The basic idea is that we store a python dictionary "data model" that represents the key data elements needed to describe an MCell model. Whenever the fine-grained (SHA1-sum) of the add on source files differs from what was stored in the .blend file, then all of the CellBlender properties will be rebuilt from that stored python dictionary "data model". This provides consistency across minor changes.

When major changes to the data model itself are needed, they are handled by each component. For example, if our molecule representation were to include another new field, then the molecule class would be responsible for identifying molecule data models that needed to be upgraded to the new molecule API. This is typically done by storing a marker string named "data_model_version" inside each component. These version strings are only meaningful within each component. So if the molecule class were to change its representation, then it would tag that new representation with a new "data_model_version" string attached only to the molecules. The rest of the components (reactions, model objects, viz output settings, partitions, ...) would not get a new version number because they hadn't changed. Only the molecules class would have changed, and that change would be recognized by the molecule class code.

The process of reading a .blend file is as follows:

  1. Compare the global SHA1 of the CellBlender source with the SHA1 in the .blend file. If they match, then no other action is needed - all properties should match the addon.
  2. If the SHA1 didn't match, then open the data model and "upgrade" it to match the addon. Upgrading is a series of sequential changes for each component to get to the next version.
  3. After the upgrade of each component (molecules, reactions, etc), check for a match. If the local version of any component doesn't match after the upgrade, then report an error. If none of the components has reported an error, then copy the data model into the properties.

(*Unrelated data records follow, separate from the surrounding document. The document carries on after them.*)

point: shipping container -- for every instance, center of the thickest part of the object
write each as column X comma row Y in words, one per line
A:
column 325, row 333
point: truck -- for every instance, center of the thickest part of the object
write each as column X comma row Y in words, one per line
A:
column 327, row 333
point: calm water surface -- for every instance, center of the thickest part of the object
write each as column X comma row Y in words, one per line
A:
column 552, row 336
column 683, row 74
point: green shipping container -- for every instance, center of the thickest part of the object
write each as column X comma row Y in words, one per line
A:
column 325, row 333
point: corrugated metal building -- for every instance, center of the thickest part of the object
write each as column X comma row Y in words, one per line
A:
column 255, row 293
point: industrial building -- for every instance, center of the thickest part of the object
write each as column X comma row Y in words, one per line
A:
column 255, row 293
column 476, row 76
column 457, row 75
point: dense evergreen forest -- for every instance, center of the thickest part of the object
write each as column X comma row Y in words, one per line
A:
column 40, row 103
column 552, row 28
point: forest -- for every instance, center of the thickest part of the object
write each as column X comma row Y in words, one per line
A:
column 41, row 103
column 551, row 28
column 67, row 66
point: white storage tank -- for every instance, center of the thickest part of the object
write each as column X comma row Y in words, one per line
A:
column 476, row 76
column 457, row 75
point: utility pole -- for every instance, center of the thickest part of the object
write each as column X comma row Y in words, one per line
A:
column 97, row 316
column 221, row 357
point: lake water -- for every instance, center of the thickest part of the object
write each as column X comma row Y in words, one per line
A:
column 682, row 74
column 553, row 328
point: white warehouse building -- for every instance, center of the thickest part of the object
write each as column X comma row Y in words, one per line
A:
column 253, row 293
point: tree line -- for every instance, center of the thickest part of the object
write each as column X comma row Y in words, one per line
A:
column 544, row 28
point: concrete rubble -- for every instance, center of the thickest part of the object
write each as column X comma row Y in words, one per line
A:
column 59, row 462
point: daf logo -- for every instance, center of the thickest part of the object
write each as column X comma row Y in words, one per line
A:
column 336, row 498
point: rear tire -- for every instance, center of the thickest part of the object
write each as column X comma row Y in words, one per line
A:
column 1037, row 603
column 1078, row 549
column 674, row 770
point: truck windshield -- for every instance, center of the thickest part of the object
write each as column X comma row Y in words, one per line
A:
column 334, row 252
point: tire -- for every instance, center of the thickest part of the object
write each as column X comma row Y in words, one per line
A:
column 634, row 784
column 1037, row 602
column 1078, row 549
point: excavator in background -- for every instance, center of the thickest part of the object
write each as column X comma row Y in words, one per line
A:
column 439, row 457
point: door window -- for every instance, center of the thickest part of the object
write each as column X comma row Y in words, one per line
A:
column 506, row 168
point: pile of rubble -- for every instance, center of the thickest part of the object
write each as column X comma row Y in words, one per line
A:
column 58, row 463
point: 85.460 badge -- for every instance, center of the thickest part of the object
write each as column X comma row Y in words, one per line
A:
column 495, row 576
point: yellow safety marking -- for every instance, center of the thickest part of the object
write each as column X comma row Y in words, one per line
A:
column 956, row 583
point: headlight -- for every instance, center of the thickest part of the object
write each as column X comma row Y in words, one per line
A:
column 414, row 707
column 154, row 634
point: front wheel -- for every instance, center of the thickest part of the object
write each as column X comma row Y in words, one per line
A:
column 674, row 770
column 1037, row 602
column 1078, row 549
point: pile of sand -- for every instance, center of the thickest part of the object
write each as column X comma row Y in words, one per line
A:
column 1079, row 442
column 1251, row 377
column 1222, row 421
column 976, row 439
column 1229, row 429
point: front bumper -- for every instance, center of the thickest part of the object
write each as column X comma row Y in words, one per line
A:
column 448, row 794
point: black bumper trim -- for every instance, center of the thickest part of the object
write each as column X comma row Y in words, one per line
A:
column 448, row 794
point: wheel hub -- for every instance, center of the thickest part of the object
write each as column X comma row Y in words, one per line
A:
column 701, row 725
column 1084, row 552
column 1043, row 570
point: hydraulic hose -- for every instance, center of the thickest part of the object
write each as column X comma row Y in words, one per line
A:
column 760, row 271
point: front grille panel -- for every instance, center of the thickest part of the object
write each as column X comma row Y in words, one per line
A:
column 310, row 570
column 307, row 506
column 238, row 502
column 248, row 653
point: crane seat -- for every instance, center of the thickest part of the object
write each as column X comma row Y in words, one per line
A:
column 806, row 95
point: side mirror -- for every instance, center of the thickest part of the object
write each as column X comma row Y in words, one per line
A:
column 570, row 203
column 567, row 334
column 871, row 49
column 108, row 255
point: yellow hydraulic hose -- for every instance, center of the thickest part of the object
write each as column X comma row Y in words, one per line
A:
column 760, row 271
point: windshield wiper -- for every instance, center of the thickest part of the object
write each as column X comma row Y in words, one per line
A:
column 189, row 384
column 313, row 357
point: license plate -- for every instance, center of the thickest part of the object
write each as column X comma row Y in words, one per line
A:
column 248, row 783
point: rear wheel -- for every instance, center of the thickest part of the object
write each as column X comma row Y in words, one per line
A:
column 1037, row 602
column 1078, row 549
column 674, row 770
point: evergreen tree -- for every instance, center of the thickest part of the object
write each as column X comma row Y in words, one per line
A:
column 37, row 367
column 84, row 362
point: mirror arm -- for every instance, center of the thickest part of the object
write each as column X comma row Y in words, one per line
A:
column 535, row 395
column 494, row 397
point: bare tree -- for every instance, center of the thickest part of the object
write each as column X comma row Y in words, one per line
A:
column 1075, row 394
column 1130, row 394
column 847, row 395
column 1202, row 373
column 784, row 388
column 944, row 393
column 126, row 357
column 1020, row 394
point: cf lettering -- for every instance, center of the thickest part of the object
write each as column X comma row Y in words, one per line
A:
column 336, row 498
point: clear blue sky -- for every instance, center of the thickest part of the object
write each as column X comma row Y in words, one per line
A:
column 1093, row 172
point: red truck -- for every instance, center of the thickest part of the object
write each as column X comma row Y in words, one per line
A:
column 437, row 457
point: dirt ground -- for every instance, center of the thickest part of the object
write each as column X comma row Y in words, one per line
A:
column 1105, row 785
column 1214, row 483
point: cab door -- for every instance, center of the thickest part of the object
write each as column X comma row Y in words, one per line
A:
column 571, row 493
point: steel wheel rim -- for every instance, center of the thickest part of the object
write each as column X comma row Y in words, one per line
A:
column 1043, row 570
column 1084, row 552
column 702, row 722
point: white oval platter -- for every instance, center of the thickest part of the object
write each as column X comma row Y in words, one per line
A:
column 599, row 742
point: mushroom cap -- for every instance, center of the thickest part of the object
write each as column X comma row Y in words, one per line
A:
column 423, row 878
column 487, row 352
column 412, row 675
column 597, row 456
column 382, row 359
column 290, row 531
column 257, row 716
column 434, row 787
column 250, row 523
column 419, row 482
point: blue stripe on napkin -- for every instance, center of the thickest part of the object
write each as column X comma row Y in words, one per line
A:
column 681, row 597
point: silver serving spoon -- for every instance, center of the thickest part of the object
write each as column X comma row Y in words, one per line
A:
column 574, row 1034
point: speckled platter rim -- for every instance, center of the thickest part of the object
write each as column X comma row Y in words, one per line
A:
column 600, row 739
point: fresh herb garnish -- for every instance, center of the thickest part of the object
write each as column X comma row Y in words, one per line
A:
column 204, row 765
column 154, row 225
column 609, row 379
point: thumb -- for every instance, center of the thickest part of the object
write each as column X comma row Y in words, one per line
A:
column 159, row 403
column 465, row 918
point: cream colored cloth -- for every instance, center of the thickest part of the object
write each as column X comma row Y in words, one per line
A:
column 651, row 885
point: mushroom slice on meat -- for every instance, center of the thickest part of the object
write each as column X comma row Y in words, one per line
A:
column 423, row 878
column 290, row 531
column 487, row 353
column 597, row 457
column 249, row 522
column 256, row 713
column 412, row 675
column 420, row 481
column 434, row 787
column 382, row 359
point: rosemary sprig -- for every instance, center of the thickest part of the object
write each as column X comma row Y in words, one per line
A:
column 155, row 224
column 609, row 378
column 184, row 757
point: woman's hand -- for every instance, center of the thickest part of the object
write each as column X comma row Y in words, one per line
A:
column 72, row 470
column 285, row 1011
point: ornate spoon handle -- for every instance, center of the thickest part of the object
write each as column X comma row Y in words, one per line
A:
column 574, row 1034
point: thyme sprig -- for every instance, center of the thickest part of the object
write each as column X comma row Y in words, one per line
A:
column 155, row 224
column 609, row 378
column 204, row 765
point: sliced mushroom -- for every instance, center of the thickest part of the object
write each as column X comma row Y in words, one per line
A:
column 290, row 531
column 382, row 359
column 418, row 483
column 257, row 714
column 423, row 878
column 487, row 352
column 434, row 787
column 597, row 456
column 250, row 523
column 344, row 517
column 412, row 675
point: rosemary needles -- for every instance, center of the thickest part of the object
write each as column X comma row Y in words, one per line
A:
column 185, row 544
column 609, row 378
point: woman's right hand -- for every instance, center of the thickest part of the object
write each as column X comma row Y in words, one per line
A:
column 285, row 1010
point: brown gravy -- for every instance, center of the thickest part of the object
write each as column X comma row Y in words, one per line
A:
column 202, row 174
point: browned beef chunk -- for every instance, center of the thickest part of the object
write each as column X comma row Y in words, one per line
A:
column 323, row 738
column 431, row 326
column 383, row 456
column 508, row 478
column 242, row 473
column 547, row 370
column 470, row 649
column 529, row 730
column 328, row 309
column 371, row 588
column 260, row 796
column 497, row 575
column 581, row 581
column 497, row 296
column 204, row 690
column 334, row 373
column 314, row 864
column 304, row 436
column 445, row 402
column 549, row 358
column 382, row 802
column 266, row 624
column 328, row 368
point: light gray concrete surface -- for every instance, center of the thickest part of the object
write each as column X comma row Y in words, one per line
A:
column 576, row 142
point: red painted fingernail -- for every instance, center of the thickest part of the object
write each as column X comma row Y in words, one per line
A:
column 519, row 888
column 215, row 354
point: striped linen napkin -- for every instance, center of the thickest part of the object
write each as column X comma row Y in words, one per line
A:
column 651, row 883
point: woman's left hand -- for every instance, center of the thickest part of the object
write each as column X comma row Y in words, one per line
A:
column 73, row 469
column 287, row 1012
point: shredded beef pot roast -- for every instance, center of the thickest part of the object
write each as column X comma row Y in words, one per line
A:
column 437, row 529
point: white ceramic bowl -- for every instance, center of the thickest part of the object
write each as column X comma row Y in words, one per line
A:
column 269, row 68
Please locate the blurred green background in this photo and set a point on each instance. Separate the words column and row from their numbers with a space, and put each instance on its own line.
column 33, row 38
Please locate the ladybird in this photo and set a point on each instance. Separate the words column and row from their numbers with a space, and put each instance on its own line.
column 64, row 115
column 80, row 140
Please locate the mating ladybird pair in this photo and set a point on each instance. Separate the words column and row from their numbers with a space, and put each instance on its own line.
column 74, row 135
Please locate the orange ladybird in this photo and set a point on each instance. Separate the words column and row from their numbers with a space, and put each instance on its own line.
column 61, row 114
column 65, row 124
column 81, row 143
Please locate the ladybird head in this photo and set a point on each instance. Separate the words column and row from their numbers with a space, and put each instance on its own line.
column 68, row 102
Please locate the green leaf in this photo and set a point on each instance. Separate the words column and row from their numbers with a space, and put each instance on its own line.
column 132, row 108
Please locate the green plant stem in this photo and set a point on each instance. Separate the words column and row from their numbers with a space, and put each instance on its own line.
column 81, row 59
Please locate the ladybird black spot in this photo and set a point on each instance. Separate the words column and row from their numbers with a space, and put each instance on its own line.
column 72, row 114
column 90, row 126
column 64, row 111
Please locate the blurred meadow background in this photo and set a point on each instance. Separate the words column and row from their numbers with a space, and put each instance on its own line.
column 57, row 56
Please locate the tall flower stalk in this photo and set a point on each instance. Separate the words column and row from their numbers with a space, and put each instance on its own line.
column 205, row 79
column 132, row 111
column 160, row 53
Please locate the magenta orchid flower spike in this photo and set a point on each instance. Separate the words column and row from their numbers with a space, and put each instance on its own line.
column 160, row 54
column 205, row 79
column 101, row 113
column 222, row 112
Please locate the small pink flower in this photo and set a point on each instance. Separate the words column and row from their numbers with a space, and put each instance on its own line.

The current "warning" issued when the data model cannot be upgraded to match the addon is to simply exit Blender. This is done via the "handle_incompatible_data_model" function in the data_model.py file. Whenever any component (molecules, reactions, etc) cannot upgrade its data model (most likely due to a newer file opened by an older addon) it calls that function which currently exits Blender (it might take some other action in the future).

This behavior might be sufficient to close this issue.